30 July, 2015

Shrinkage Estimators for Counting Statistics

Edit 19 March 2020: This post has been adapted into a paper in the Journal of Mathematical Psychology. In the process of writing the paper, a number of  mistakes, omissions, or misstatements were found in this post. It is being left up as it was originally written, just in case anybody is interested. For a more correct version, please refer to the journal article.

Warning: this post is going to be incredibly technical, even by the standards of this blog.  If what I normally post is gory math, this is the running of the bulls. I'm making it so I can refer back to it when I need to.

The goal is to set up the theoretical framework for shrinkage estimation of normalized counting statistics to some common mean. I will fully admit this is a very, very limited framework, but some of the most basic baseball statistics fit into it. In the future I hope I can possibly expand this to include more advanced statistics.

I will give (not show) a few purely theoretical results - for proofs, see Natural Exponential Families with Quadratic Variance Functions by Carl Morris in The Annals of Statistics, Vol. 11, No. 2 (1983), 515-529, or the more updated version of that paper.

Theoretical Framework


Let's say I have some metric $X_i$ for player, team, or object $i$. In this framework, $X_i$ represents a count or a sum of some kind - the raw number of hits, or the raw number of earned runs, etc.

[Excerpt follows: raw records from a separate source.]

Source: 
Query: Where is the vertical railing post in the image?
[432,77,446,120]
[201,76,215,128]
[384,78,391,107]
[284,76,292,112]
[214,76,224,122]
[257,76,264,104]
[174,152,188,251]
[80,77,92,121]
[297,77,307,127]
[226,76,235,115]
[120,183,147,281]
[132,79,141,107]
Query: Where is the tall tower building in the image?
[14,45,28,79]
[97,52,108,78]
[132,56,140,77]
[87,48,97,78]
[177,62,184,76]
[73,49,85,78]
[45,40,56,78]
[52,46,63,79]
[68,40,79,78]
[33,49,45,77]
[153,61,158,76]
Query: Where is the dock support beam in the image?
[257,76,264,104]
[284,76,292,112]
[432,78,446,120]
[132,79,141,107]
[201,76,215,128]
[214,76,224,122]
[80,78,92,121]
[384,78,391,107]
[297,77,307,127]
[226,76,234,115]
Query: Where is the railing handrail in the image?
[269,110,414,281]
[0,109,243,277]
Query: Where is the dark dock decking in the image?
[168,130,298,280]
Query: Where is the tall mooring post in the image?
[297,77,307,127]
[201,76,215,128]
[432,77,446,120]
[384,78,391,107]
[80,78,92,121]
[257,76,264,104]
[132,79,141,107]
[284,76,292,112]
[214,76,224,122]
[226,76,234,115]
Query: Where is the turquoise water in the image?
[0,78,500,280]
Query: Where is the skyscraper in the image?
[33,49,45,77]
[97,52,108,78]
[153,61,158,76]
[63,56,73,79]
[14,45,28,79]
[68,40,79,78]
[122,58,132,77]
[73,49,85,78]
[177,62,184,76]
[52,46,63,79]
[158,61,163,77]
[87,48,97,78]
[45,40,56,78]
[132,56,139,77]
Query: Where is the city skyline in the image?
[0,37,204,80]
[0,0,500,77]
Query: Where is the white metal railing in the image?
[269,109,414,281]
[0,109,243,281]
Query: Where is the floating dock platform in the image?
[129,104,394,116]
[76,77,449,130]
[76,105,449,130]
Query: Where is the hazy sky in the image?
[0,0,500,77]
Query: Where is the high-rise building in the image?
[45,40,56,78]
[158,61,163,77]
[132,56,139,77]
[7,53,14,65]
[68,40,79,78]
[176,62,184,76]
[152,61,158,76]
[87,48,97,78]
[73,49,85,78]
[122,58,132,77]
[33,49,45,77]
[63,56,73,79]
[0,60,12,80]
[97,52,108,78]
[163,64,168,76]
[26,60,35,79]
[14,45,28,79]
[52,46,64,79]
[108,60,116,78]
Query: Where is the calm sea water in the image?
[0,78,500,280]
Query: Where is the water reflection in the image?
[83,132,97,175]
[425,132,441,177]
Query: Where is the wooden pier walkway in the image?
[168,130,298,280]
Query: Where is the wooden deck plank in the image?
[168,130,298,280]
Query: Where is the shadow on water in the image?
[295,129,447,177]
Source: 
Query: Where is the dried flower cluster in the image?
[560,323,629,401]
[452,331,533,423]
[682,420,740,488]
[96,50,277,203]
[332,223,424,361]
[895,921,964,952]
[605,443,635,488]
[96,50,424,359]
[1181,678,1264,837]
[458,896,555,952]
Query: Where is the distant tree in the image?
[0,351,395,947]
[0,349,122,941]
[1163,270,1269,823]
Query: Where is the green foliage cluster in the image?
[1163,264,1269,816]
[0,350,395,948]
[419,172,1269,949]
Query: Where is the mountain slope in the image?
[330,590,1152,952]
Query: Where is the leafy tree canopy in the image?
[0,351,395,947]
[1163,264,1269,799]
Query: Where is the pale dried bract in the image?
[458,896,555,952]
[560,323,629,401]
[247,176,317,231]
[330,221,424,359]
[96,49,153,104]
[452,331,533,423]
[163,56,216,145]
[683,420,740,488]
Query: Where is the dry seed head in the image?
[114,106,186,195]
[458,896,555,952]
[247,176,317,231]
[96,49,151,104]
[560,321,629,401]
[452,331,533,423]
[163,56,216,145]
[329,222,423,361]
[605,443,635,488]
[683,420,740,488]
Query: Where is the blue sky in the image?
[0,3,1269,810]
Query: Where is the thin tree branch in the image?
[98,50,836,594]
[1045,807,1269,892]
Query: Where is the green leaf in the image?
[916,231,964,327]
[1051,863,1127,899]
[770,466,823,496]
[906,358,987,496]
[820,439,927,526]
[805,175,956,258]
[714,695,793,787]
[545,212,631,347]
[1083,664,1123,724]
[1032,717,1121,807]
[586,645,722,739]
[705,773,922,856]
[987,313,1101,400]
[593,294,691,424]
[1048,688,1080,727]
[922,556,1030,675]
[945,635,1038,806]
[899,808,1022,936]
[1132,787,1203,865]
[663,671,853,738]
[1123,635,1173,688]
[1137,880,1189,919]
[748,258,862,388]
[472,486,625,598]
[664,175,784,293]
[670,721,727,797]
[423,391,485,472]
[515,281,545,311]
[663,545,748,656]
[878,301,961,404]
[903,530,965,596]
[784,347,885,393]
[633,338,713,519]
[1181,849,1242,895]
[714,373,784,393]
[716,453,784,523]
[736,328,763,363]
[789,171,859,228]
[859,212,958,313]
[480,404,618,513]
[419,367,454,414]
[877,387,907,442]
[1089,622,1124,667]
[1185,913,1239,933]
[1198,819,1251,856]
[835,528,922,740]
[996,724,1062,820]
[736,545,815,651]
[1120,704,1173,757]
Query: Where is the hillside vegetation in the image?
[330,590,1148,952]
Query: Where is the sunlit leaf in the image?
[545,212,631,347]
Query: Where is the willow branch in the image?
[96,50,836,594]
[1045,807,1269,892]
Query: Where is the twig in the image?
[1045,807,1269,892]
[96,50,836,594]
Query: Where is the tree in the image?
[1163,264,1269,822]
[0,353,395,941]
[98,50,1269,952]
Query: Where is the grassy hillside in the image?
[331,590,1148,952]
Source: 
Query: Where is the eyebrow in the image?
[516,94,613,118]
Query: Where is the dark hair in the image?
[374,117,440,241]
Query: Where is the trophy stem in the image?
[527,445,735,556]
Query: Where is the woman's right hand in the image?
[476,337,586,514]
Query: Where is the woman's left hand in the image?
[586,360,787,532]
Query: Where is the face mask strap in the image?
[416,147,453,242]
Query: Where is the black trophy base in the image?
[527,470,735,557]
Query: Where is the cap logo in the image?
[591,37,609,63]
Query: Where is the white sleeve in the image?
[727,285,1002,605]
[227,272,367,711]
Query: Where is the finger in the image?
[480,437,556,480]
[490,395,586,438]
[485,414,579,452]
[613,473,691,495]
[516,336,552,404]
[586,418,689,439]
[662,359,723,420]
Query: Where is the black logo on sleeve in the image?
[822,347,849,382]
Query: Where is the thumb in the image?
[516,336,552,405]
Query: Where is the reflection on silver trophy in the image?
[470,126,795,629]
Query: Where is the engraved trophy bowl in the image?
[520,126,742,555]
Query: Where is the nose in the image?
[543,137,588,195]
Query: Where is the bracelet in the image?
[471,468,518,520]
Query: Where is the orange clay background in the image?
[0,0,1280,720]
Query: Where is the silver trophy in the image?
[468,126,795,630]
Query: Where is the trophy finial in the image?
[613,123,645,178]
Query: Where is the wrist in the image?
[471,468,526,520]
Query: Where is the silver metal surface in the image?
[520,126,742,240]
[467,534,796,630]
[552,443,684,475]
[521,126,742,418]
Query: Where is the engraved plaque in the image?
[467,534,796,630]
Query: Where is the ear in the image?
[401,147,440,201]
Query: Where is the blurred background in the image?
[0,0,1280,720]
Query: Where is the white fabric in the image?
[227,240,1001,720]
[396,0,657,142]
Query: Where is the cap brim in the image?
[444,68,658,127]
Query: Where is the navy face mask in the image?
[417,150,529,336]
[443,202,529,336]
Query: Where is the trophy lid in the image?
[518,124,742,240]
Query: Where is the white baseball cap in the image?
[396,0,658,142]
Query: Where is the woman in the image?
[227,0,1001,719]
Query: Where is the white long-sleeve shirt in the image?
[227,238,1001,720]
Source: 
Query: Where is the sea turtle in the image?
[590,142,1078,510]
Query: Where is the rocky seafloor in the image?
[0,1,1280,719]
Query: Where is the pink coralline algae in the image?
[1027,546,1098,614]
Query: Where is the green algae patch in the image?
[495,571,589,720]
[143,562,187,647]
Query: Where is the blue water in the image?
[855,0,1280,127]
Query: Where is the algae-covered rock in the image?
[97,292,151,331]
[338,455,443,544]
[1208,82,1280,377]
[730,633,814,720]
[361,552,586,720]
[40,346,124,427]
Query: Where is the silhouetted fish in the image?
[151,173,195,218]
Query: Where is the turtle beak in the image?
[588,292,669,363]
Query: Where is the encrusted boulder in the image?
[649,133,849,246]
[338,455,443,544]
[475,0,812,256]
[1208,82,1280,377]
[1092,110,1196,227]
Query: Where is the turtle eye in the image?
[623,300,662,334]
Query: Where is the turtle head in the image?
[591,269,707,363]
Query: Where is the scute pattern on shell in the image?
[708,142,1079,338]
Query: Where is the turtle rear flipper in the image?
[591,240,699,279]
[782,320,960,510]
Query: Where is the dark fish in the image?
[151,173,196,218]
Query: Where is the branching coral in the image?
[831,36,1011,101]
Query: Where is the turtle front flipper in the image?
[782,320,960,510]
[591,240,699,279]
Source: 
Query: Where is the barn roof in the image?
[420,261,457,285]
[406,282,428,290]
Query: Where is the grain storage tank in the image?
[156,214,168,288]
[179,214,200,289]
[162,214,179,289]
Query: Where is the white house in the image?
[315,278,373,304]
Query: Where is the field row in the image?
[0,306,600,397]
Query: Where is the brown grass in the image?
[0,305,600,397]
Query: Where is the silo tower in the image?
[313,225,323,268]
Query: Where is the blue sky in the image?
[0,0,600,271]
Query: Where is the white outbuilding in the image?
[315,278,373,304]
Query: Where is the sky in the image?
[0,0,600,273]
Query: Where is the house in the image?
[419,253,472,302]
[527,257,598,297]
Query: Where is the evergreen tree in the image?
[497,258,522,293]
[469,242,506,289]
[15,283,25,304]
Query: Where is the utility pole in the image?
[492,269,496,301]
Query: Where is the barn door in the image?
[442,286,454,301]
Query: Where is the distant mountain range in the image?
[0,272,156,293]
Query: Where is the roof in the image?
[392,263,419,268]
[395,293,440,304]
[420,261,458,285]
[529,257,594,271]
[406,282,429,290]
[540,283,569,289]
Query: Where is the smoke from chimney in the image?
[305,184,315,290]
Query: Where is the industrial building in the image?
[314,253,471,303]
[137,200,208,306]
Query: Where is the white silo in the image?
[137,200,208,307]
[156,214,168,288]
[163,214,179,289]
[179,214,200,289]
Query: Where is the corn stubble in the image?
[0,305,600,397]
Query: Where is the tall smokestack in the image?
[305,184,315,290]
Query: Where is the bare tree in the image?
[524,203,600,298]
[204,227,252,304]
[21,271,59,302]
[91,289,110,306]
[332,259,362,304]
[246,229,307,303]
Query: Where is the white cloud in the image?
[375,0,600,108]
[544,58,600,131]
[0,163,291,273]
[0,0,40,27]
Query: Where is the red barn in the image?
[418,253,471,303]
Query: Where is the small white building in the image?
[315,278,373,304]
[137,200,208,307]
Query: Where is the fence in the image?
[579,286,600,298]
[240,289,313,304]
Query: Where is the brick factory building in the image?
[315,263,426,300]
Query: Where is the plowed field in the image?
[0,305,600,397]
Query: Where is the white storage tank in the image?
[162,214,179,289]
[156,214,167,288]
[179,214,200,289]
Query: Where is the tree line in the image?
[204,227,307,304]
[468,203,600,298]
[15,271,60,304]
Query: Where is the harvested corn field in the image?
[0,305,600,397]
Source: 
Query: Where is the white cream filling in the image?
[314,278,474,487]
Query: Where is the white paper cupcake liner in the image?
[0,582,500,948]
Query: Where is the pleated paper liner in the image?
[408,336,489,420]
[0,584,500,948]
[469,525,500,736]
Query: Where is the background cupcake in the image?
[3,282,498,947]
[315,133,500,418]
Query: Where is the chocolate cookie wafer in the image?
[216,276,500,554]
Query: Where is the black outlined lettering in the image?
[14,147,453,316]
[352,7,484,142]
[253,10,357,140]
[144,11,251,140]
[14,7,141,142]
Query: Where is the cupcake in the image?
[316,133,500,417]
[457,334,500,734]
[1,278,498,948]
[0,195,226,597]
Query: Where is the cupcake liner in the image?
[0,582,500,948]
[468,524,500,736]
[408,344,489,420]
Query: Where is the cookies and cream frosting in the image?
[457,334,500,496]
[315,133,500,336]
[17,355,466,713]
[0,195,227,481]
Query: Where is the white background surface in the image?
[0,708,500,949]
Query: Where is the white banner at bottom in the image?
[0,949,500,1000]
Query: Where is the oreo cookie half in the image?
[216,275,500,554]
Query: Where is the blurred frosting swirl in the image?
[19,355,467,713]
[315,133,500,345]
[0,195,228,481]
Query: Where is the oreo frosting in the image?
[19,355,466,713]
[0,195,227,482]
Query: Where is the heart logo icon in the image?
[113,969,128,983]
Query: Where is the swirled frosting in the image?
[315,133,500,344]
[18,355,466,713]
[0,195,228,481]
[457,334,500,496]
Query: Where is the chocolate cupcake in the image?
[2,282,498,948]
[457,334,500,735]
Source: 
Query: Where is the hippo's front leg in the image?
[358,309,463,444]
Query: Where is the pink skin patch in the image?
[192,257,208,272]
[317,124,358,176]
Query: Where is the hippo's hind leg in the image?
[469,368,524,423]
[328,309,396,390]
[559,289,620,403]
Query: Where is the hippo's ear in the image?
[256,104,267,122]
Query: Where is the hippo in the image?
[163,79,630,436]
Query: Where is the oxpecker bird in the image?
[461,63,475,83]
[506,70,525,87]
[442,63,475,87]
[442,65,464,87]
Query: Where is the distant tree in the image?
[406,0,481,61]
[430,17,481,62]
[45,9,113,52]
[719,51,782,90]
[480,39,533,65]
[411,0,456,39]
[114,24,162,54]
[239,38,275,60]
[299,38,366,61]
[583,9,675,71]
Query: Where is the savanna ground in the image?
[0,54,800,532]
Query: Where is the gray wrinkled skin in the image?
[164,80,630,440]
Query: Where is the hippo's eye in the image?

I know that $X_i$ is the result of a random process that is controlled by a probability distribution with parameter $\theta_i$, which is unique to each player, team, or object - in baseball, for example, $\theta_i$ represents the player's true "talent" level with respect to metric $X_i$.

$X_i \sim p(x_i | \theta_i)$

I have to assume that the talent levels $\theta_i$ are exchangeable, though the definition is a bit too much to go into here.

I'm going to assume that $p(x_i | \theta_i)$ is a member of the natural exponential family with a quadratic variance function (NEFQVF) - this includes very common distributions such as the normal, binomial, Poisson, gamma, and negative binomial.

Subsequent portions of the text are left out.